Another important contribution to the current condition of the MOFGA forest is that only useable pine logs were removed. This means that tree tops and logs that were not of useable value were left in the woods. Commonly in today’s harvests entire trees are removed, tops and all. Ten years ago in the MOFGA woods the practice for dealing with those residual tree parts was to chop it up with our saws at least until it was on the ground.

Looking through the forest today we don’t just see pine stems and slash (those un-used tree parts left over from the thinning); we see maple, oak, larch, cherry, dogwood, fir and spruce (among others), as well as pine trees making their way from the understory into a mid-story. In the understory there are numerous kinds of ferns, bunchberries, raspberries, jack-in-the-pulpits and more. If you step off of any of the trails you might immediately notice the squish and/or crunch as you sink into a surprisingly thick layer of organic matter on the forest floor that has been accumulating since the trees began regenerating from grassland. I think it is worthy of note that this organic matter was not burned up during the thinning and harvest operation; it is there because it was barely disturbed by the hooves of draft animals that trod on frozen ground, and it was added to by leaving the tops of trees (woody debris) to break down on the forest floor slowly (it wasn’t smushed into the floor, which would cause it to break down quickly). The majority of all seedlings and other dwellers of the forest floor were left unharmed by the operation, which allowed them to recover and respond to the thinning almost immediately.

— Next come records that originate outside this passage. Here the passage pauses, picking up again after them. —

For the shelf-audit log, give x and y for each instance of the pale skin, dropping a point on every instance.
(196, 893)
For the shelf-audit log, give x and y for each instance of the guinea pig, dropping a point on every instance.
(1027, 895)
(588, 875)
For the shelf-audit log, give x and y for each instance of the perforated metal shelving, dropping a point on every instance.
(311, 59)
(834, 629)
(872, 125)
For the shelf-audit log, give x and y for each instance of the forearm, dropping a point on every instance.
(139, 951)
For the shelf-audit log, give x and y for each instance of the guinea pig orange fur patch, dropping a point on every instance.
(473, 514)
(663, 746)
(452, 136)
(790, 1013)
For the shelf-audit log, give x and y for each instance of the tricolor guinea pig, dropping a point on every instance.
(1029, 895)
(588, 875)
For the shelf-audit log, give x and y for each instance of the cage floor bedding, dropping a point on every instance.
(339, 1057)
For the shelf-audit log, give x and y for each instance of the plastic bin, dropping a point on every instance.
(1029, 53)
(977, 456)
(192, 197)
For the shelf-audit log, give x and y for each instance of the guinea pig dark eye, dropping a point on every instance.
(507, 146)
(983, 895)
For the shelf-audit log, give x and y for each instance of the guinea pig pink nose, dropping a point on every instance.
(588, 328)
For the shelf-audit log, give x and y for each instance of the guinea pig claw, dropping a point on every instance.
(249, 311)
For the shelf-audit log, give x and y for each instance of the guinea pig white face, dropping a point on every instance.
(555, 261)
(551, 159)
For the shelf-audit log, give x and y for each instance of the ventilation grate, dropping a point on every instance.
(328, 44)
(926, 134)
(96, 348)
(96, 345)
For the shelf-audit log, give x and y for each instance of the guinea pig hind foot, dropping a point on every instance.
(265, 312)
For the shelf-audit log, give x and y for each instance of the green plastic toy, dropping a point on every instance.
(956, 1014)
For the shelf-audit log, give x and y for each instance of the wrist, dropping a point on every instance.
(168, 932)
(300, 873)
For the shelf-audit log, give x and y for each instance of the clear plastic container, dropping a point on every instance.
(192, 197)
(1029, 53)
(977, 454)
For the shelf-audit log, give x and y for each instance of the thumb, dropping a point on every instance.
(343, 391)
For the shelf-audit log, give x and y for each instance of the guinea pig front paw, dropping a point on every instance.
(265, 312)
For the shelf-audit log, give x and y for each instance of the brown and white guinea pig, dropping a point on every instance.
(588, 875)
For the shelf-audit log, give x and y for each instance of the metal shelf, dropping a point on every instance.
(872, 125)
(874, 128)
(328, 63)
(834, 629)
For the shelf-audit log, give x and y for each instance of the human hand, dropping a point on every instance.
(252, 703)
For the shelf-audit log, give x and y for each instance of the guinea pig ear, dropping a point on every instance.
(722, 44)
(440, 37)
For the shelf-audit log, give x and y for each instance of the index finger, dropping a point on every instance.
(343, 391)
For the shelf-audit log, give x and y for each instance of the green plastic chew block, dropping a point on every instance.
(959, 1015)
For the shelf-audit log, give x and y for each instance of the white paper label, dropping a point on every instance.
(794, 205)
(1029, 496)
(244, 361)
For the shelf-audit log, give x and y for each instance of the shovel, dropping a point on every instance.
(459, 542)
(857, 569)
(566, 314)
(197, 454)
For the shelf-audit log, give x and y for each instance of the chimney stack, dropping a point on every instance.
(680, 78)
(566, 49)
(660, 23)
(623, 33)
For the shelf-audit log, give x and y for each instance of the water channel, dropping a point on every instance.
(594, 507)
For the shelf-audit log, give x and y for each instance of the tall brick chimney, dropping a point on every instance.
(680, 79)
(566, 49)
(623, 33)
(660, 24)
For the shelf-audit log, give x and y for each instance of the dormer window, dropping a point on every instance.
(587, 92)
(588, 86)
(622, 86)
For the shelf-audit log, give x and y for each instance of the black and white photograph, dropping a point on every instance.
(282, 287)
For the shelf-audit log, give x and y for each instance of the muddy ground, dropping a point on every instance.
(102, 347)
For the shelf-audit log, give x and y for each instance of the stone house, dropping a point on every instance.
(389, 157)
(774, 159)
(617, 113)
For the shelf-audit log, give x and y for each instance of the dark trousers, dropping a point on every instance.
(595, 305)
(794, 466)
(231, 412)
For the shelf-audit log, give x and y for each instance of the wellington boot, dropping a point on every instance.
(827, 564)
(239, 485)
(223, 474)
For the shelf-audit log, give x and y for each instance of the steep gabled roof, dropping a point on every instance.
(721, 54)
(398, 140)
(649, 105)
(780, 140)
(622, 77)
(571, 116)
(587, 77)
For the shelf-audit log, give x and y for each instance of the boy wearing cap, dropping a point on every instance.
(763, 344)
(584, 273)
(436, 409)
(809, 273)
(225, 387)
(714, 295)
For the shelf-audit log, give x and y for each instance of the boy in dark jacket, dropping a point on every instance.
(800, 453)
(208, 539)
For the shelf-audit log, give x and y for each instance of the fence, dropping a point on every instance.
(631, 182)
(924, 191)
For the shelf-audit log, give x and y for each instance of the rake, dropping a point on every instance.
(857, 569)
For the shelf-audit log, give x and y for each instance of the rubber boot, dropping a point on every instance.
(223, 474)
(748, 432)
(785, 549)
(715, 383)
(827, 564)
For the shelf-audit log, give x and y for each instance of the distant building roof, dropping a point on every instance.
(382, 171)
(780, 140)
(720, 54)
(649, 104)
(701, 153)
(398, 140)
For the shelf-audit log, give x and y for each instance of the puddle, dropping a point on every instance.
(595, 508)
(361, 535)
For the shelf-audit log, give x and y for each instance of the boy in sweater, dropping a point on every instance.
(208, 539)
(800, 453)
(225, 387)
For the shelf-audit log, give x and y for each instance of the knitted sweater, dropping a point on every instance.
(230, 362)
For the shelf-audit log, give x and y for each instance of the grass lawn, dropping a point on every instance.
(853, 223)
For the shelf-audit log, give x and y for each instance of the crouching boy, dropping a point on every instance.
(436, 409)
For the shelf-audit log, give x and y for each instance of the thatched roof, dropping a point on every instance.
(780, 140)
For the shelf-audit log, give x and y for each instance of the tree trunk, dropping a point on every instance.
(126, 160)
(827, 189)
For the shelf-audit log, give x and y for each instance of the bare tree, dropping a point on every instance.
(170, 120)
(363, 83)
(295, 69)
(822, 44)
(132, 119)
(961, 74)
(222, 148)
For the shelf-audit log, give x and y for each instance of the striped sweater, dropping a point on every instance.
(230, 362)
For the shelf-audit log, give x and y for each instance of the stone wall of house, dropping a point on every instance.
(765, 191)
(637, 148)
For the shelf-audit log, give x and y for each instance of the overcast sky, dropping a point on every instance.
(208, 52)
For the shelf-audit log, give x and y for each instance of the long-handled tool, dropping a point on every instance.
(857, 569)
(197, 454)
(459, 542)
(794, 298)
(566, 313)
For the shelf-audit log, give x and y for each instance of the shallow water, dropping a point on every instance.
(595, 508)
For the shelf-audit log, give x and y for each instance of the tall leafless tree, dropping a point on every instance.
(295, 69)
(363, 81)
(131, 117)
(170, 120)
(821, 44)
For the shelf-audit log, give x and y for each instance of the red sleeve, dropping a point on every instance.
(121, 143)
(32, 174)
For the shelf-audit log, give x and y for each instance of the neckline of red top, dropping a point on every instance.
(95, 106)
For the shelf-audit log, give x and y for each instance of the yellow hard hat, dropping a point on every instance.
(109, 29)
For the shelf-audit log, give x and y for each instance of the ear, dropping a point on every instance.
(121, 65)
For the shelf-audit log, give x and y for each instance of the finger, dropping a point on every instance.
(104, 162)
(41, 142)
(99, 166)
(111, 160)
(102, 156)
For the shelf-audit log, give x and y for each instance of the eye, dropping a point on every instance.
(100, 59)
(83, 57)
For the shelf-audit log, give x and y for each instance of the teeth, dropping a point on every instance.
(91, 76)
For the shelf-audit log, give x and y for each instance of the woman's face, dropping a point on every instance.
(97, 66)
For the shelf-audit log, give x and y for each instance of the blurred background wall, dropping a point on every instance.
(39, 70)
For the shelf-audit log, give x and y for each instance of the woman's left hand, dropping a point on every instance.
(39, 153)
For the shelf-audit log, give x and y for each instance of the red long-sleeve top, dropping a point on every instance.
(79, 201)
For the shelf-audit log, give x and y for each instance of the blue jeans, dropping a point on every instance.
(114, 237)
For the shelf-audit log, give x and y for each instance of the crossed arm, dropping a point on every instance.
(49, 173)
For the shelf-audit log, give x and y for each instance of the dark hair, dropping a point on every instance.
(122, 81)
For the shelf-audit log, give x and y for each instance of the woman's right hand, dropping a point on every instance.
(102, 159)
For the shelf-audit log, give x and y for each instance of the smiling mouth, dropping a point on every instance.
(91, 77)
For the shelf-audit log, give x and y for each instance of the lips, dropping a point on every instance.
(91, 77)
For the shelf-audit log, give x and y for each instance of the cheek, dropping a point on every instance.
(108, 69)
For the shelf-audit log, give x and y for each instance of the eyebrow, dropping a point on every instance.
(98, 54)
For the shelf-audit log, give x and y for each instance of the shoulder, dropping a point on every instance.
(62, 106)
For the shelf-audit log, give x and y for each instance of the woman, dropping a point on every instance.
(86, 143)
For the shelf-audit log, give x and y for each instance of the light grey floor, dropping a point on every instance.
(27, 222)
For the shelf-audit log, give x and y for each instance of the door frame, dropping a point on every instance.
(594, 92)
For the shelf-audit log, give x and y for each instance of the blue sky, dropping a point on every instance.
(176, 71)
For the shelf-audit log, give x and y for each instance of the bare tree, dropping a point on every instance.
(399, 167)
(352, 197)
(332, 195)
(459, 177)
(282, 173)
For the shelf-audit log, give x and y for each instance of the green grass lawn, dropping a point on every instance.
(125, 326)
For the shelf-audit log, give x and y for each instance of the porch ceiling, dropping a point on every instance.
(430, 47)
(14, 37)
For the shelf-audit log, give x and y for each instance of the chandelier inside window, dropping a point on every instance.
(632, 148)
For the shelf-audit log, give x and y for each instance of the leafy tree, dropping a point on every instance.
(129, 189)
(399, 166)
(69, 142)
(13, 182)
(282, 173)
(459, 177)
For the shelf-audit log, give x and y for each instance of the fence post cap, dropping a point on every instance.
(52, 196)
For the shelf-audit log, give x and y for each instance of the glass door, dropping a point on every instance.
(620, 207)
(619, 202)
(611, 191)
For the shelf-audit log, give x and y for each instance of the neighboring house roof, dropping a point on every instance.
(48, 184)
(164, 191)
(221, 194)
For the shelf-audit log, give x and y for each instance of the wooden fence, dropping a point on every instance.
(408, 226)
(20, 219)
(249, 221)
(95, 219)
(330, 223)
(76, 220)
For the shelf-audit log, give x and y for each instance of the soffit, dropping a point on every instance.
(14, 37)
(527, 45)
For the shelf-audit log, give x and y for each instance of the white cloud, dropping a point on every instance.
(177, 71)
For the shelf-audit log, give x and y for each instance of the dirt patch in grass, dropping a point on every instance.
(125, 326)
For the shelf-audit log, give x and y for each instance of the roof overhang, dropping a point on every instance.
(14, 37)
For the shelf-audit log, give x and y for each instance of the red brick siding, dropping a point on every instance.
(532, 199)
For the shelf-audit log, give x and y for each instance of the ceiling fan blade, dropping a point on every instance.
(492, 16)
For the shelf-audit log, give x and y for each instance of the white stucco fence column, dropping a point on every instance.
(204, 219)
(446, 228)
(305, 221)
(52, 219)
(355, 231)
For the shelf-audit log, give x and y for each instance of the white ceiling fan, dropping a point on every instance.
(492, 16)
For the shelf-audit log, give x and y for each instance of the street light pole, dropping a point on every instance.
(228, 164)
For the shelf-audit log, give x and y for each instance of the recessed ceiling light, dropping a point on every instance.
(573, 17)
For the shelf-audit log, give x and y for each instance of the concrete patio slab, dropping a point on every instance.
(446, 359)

What had been an even-aged (the older pines are essentially all the same age since they grew from pasture together) monoculture with low potential for resiliency over a decade ago has now become a multiple-canopy, mixed-age forest hosting a diversity of species. It is not only trees who take advantage of these conditions though. These characteristics help to maximize the value as habitat for many woodland species through the entire profile from deep into the soil right up though the canopy of the tallest trees.

To me, one of the most exciting results of the management in the Pine Lot is the low-impact benefit to the soil. When I started poking around one day five or so years ago looking for a place to do a felling demo at the Fair, I almost couldn’t believe what I was stepping through. My feet were crunching through piles of branches that were obscured by needle falls, and I could feel the spongy organic matter as I stepped. Growing up around forests that had been cut over so many times I hadn’t really been used to this condition. And this organic material could only be the age of the pines themselves (quite young for a tree, at about 70 years of age) since pasture culture doesn’t tend to accumulate much of an organic layer comparatively.

Today I am a forest manager for Midcoast Conservancy, and my charge includes the forest operations at the 1,000-acre Hidden Valley Nature Center where I get to implement the principles and techniques that I’ve learned from low-impact forestry. I strive very carefully to mimic the management style that we use at MOFGA. It’s not in the cards for me to use animal draft power like has been done at MOFGA, but I am able to reduce the disturbance to the soil by using smaller machinery and reaching far off of temporary trails with a cable. It helps of course to have a forester who has the same management goals and a cost-share program to help reduce the cost (in my case it’s the same as MOFGA’s — the forester being Mid-Maine Forestry and the Natural Resources Conservation Service crop tree release cost-share program). I am very pleased with the results of my work there, owing great thanks to the principles and practices of LIF.